Together, they lifted Rico into the air and held him between them.
"Let's get you out of here, Ep-6." The Staff said.
Once more, Rico didn't make a sound. Duncan checked on him and saw his last hand snaking slowly towards him, dragging itself across the canvas. It stopped near the edge.
Duncan looked him in the eye and was shocked beyond words to see the bloodied and bruised face wrinkling with a ghost of a smile.
Rico's mouth cracked open again, his voice raspy and hoarse. "Hey...D?"
"...Yeah?"
The arm rotated, turning until his hand was palm up as he flexed a finger towards his lost limb. "Hand it over, would you?"
Duncan winced.
He stood in shocked silence, as did everyone else who'd heard him. But then Rico's smile widened even more.
Duncan's vision blurred. He felt a single tear streak down his cheek even as a strangled, choke of a laugh escaped his lips, followed by Zack's and finally Hector's. Duncan trembled. He got into it so much that he couldn't tell if he was laughing or crying. Perhaps something in between.

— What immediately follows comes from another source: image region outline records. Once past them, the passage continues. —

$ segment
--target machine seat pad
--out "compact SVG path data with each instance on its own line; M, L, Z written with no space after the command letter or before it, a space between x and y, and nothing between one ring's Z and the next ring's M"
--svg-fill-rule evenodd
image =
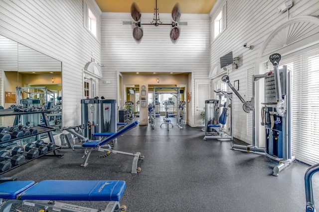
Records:
M102 136L110 136L115 133L95 133L93 134L93 136L96 137L101 137Z
M23 192L22 200L119 201L125 190L120 180L43 180Z
M208 125L208 127L220 127L219 125Z
M33 185L34 181L7 181L0 184L0 198L10 200L16 198L17 195Z
M112 134L111 136L110 136L103 141L102 141L100 142L97 141L87 141L82 143L82 146L84 147L96 147L98 146L103 146L107 142L109 142L111 141L112 141L119 136L121 136L124 133L129 131L130 130L135 128L140 123L140 121L136 121L134 122L132 122L130 124L126 127L125 127L124 128L122 129L121 130L115 133L114 134Z

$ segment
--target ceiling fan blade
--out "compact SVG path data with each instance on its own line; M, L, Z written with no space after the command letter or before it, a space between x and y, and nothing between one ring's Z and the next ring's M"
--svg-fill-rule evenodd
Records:
M139 41L143 36L143 31L140 27L137 26L133 29L133 37L135 40Z
M135 21L138 21L141 18L141 12L138 5L134 2L131 6L131 15Z
M179 18L180 18L180 14L181 12L180 9L179 9L179 4L178 3L176 3L173 9L171 10L171 17L173 18L173 20L175 22L179 21Z
M179 30L177 27L175 27L170 30L169 37L170 37L170 39L173 41L178 38L178 37L179 37Z

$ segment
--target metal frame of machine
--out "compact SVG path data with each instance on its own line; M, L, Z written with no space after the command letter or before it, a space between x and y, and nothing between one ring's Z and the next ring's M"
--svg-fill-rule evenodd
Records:
M244 150L249 152L263 152L268 157L279 162L279 164L273 168L274 176L279 176L279 172L288 166L292 162L296 160L296 157L292 155L291 138L289 131L291 128L290 111L291 106L290 102L291 91L291 71L288 70L287 66L284 66L282 71L282 81L281 81L280 71L278 68L281 56L279 54L274 54L270 56L270 61L274 66L274 71L271 71L264 74L253 75L253 97L251 101L246 101L242 96L236 90L229 82L228 76L223 76L223 81L227 83L239 99L244 103L244 111L249 113L253 111L253 141L252 144L247 146L234 144L232 149ZM269 79L273 77L271 80L265 83L265 109L263 111L263 116L269 116L271 119L270 123L265 125L266 148L259 147L257 145L257 136L256 134L256 117L257 113L255 110L256 103L256 81L260 79ZM266 91L267 91L266 92ZM267 113L269 113L267 114ZM275 121L275 118L276 120ZM262 123L262 125L263 123ZM264 123L265 125L265 123ZM274 124L281 125L280 127L276 129Z
M155 129L155 118L156 117L155 107L157 105L157 99L156 96L157 94L163 93L158 92L159 90L162 89L170 89L174 90L176 92L176 93L174 93L176 94L175 96L176 97L176 98L177 99L176 111L177 125L179 129L182 129L183 127L181 125L183 123L185 123L185 119L186 117L185 108L186 102L185 101L180 101L180 88L179 87L154 87L153 102L149 105L149 122L151 122L152 129ZM168 123L167 122L166 122L166 124ZM168 125L167 125L167 128L168 127Z
M203 140L233 140L233 93L225 91L214 91L218 96L218 100L206 100L205 102L205 137ZM227 100L221 105L223 97ZM229 124L226 119L230 119ZM225 126L229 133L227 134Z

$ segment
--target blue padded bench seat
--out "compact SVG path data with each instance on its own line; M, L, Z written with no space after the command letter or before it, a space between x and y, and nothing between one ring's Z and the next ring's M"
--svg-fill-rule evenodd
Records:
M8 181L0 184L0 198L14 200L35 183L32 181Z
M132 122L132 123L130 124L127 126L125 127L124 128L122 129L121 130L113 133L112 135L109 136L103 141L91 141L85 142L83 143L82 143L82 146L84 147L92 147L92 148L96 148L98 146L103 146L107 142L109 142L111 141L112 141L116 139L117 137L121 136L122 134L124 134L126 132L127 132L130 130L132 129L132 128L135 128L137 126L137 125L139 124L139 123L140 123L140 121L139 120L136 121L135 122ZM104 133L99 133L99 134L103 134ZM94 134L94 135L95 134L98 134L98 133Z
M82 146L84 147L96 148L99 146L99 143L100 143L99 141L92 141L85 142L82 144Z
M118 126L125 126L127 125L127 124L126 124L125 122L119 122L117 123L116 125Z
M102 136L111 136L115 133L95 133L93 134L93 136L96 137L100 137Z
M22 200L119 201L126 187L119 180L8 181L0 184L0 198L15 199L19 195Z
M208 127L220 127L219 125L208 125Z

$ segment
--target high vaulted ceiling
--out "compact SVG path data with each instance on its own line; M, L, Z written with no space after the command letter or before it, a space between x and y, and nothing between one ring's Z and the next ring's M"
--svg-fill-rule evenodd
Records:
M154 13L156 0L95 0L102 12L130 12L135 2L142 13ZM157 0L159 12L169 13L176 3L182 13L209 13L216 0Z

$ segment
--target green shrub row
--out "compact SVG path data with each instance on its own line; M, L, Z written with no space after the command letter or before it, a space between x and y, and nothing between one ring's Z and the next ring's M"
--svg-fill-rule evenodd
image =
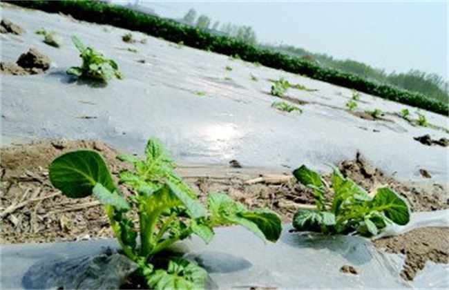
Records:
M94 1L10 1L21 6L48 12L61 12L89 22L140 31L156 37L227 55L239 55L247 61L258 62L273 68L303 75L337 86L379 96L386 99L449 115L449 106L426 95L367 81L358 75L324 68L318 64L262 49L232 37L212 35L174 21L161 19L124 7Z

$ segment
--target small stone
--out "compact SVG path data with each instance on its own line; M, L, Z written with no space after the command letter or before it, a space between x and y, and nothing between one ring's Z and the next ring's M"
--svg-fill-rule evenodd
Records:
M419 173L421 173L421 175L424 178L432 178L432 175L430 175L430 173L429 173L429 172L426 169L420 168Z
M235 159L229 161L229 166L233 168L242 168L242 165L240 164L240 162L239 162L238 160L236 160Z
M44 42L49 46L60 48L64 43L64 39L56 31L52 31L50 33L47 33L44 39Z
M354 267L351 265L343 265L340 268L340 271L342 273L346 273L348 274L357 275L359 273Z
M24 32L18 25L13 23L8 19L1 19L1 23L0 23L1 33L12 33L13 35L20 35Z
M47 56L32 48L19 57L17 64L23 68L46 70L50 68L51 61Z

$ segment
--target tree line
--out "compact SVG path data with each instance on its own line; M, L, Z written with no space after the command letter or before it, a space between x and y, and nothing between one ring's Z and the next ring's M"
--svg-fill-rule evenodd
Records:
M256 32L250 26L236 26L230 23L220 26L218 21L212 24L212 19L209 17L201 14L197 17L197 15L195 9L190 9L182 19L182 22L191 26L209 30L212 33L234 37L252 45L257 44Z
M352 72L379 84L419 92L441 102L446 103L449 102L448 81L435 73L426 73L418 70L410 70L405 73L396 72L387 73L383 69L374 68L361 62L351 59L334 59L325 54L313 53L292 46L265 44L262 46L322 66Z
M276 52L299 57L326 67L354 73L375 82L395 86L413 92L419 92L434 99L449 102L449 84L447 80L435 73L426 73L417 70L410 70L405 73L396 72L390 74L384 70L374 68L365 64L351 59L334 59L325 54L310 52L303 48L289 45L258 44L256 32L249 26L239 26L227 23L220 25L207 15L198 15L194 9L190 9L182 19L182 22L191 26L208 30L217 35L227 35L237 39L268 48Z

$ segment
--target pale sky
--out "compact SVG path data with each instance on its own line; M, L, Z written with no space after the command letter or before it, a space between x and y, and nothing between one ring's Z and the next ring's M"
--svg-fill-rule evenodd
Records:
M182 18L193 8L212 23L249 26L262 43L292 45L387 72L417 69L449 79L446 0L139 3L162 17Z

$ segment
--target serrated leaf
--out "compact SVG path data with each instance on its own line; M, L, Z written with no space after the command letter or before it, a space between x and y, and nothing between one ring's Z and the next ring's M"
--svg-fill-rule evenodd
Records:
M323 216L309 209L300 209L293 217L293 226L298 231L319 232L322 224Z
M325 186L319 174L309 169L305 165L302 165L293 171L294 177L306 186L313 186L316 189L323 191Z
M88 196L98 183L109 191L116 191L108 166L95 151L82 150L63 154L50 164L49 176L51 183L69 197Z
M243 218L255 224L260 231L263 233L265 239L269 241L276 242L280 237L282 233L282 221L280 218L271 211L267 209L256 209L238 213L237 216ZM252 230L252 226L249 229ZM256 235L258 233L259 231L258 231L256 233Z
M170 166L172 168L174 168L173 160L158 139L152 138L148 141L145 147L145 155L148 164Z
M66 72L68 75L73 75L77 77L81 77L81 75L83 74L82 70L75 66L70 68L68 70L67 70Z
M405 225L410 220L408 206L390 188L379 188L372 203L374 210L383 211L387 218L397 224Z
M190 225L193 233L201 238L206 244L209 244L213 238L213 230L198 220L193 220Z
M186 206L193 218L196 219L207 215L207 210L206 210L200 202L190 197L187 193L180 191L172 182L167 181L166 184L169 186L171 192Z
M376 226L376 224L374 222L372 222L370 219L367 218L365 219L365 224L366 224L366 227L367 228L368 231L372 235L377 235L379 231L377 229L377 226Z
M166 270L156 270L146 277L151 289L198 289L204 287L207 272L184 259L169 261Z
M233 200L224 193L211 193L207 198L207 205L214 221L214 226L225 225L229 223L229 216L236 215L237 213L247 211L241 203Z
M75 44L75 46L77 48L77 49L79 51L79 52L84 52L84 50L86 50L86 46L78 39L78 37L75 37L75 35L72 36L71 37L72 41L73 42L73 44Z
M119 211L126 211L130 209L126 200L117 191L111 192L100 183L94 186L93 193L102 204L112 206Z
M334 226L336 224L335 220L335 215L332 213L327 211L321 211L321 222L326 226Z

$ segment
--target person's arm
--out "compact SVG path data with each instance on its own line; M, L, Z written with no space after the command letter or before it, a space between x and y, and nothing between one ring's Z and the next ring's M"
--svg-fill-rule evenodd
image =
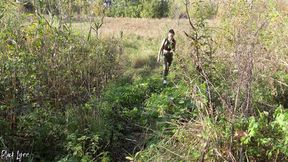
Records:
M158 61L158 62L160 62L160 56L161 56L161 54L163 53L164 43L165 43L165 39L162 41L161 47L160 47L159 52L158 52L158 57L157 57L157 61Z
M172 49L172 52L175 53L176 51L176 40L174 40L174 46L173 46L173 49Z

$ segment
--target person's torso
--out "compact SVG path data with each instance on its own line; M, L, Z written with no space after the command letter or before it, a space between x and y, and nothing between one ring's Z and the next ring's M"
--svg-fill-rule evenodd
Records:
M175 39L169 41L168 38L165 38L163 49L166 51L171 51L174 48L175 48Z

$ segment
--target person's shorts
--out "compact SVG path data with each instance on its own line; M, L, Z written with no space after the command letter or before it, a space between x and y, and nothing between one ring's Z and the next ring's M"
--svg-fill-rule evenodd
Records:
M166 52L166 53L163 53L163 56L164 56L164 64L166 65L168 63L168 66L170 66L173 61L173 53Z

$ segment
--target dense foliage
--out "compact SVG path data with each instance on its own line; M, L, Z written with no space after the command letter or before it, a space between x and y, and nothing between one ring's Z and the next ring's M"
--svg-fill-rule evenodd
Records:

At length, he relented and placed the arm in his hand. Rico grasped onto it. With an exhausted movement, he held it against his chest like an old man who had finally found his missing cane.

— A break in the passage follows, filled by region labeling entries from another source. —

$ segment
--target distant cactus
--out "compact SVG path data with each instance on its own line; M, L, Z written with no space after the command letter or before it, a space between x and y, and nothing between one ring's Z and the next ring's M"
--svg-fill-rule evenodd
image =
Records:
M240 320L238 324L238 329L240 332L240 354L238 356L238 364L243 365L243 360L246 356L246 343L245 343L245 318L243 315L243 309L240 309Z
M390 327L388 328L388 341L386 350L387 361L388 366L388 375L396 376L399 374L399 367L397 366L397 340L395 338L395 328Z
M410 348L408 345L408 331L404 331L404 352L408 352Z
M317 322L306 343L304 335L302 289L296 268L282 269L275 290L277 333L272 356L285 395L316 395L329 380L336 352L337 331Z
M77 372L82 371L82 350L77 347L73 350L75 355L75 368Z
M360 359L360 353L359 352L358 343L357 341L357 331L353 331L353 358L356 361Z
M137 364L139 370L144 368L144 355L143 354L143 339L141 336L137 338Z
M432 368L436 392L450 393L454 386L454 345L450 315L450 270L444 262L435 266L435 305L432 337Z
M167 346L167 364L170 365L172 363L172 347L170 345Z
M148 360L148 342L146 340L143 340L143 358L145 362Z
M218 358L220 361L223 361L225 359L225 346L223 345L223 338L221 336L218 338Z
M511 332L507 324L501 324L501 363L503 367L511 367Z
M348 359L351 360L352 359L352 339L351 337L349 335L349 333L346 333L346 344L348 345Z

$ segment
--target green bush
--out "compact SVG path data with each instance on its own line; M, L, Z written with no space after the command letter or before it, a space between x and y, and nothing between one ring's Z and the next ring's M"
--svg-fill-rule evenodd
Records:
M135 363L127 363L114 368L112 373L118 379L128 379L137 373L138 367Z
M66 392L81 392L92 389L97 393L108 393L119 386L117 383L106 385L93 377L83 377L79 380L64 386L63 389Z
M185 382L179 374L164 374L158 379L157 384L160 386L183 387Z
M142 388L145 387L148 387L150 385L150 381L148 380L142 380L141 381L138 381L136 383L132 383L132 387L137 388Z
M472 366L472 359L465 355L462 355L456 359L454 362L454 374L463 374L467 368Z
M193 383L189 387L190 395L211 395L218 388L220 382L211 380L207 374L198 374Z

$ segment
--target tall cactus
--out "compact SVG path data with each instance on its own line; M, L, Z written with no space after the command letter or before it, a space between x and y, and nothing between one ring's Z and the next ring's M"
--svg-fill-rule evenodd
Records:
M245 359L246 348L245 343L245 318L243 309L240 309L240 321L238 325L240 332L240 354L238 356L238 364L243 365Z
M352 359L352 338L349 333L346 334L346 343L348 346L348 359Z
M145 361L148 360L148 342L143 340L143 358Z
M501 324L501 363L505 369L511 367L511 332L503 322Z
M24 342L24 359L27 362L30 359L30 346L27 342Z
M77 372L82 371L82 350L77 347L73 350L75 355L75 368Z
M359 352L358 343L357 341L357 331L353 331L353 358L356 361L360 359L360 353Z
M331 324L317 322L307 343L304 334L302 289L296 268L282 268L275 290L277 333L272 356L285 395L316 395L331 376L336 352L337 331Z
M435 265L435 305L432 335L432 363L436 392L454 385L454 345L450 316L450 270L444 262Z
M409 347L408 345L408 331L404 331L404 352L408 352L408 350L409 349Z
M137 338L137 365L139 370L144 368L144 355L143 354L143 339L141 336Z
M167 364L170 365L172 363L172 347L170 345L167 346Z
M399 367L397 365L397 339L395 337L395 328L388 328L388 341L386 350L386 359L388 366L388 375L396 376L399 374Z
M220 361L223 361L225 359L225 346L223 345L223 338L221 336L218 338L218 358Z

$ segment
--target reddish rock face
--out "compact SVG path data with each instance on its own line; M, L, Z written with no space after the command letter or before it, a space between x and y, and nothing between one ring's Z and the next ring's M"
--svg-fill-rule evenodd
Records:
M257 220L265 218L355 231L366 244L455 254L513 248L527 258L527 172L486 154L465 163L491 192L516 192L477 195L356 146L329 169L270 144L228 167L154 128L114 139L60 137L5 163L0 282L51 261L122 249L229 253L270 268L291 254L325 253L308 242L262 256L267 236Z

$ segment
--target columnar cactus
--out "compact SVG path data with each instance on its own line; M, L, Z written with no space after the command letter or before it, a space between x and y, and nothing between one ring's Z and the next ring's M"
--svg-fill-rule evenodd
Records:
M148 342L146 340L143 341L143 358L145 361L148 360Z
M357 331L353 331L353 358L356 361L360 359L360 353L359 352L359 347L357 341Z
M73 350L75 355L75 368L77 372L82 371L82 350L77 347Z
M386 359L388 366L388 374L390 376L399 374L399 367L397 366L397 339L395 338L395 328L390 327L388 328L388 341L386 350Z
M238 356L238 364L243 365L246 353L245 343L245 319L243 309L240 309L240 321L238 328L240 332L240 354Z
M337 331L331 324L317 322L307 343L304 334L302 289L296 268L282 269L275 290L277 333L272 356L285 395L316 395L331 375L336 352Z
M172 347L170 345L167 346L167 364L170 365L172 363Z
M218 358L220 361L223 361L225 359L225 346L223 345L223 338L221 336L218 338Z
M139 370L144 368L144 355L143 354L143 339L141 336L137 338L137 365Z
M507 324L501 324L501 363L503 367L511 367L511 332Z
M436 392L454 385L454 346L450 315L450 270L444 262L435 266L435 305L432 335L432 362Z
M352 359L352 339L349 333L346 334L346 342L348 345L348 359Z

Duncan wanted to laugh, but the comparison in and of itself made him want to weep.
Zack shook his head in a comforting gesture. "Tell you what, Ricky-"

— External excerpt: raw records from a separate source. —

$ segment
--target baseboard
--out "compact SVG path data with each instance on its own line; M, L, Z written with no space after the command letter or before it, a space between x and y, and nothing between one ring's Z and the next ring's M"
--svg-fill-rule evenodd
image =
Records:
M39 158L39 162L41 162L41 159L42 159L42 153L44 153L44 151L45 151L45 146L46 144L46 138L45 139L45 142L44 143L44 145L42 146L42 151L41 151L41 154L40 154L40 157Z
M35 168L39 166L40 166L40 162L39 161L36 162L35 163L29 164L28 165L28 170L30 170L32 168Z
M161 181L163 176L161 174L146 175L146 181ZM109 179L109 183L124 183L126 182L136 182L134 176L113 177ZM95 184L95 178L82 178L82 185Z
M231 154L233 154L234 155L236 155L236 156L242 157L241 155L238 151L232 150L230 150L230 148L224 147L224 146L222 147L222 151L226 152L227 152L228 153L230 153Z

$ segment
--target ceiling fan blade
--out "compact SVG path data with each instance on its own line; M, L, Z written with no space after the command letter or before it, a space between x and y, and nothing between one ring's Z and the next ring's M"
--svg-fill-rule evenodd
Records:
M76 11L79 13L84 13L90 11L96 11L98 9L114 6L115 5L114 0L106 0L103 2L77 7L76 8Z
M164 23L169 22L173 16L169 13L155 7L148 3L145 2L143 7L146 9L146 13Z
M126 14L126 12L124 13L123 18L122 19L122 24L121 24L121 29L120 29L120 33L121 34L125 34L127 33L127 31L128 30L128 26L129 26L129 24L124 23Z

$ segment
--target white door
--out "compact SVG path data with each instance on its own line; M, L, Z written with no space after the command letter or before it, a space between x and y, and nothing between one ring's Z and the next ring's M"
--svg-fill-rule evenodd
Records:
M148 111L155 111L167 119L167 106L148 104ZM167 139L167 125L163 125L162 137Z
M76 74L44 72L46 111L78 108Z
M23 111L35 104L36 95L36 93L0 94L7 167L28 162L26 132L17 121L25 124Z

"Fighters incoming!" A soldier shouted.
"To the west!" Another yelled. "Twelve o'clock high, closing fast!"
All eyes turned skyward to a sight that was as awe inspiring as it was horrifying.
Dozens of squadrons of Seraph fighters were flying high over the skyline. At a glimpse, Duncan placed their numbers at somewhere close to 100. The teardrop shaped assault craft were shooting through the local airspace in a slowly widening arc. The choir-esque sounds of their drives were filling New Alexandria's west side with a rising hum. They streaked the sky with tails of blue exhaust as they dove down towards attack vectors that he could only guess at. It wasn't that hard of a guess. There was nothing else in this part of the city aside from the frontline, aside from positions like theirs.
The team, the soldiers, they were all out in the open.
They were in a target rich environment and one of the squadrons appeared to take notice, the spearhead of five fighters arrowing down in their formation, soaring towards them with drives at full burn.
They had to be only half a kilometer out, which meant everyone on the highway had less than a few seconds to get out of the way.
"Get to cover!" The lieutenant ordered.
As the platoon scattered from the highway, the team rushed after them. Still watching for mines and mindful of their charge, they ran for their lives, their own as much as Rico's.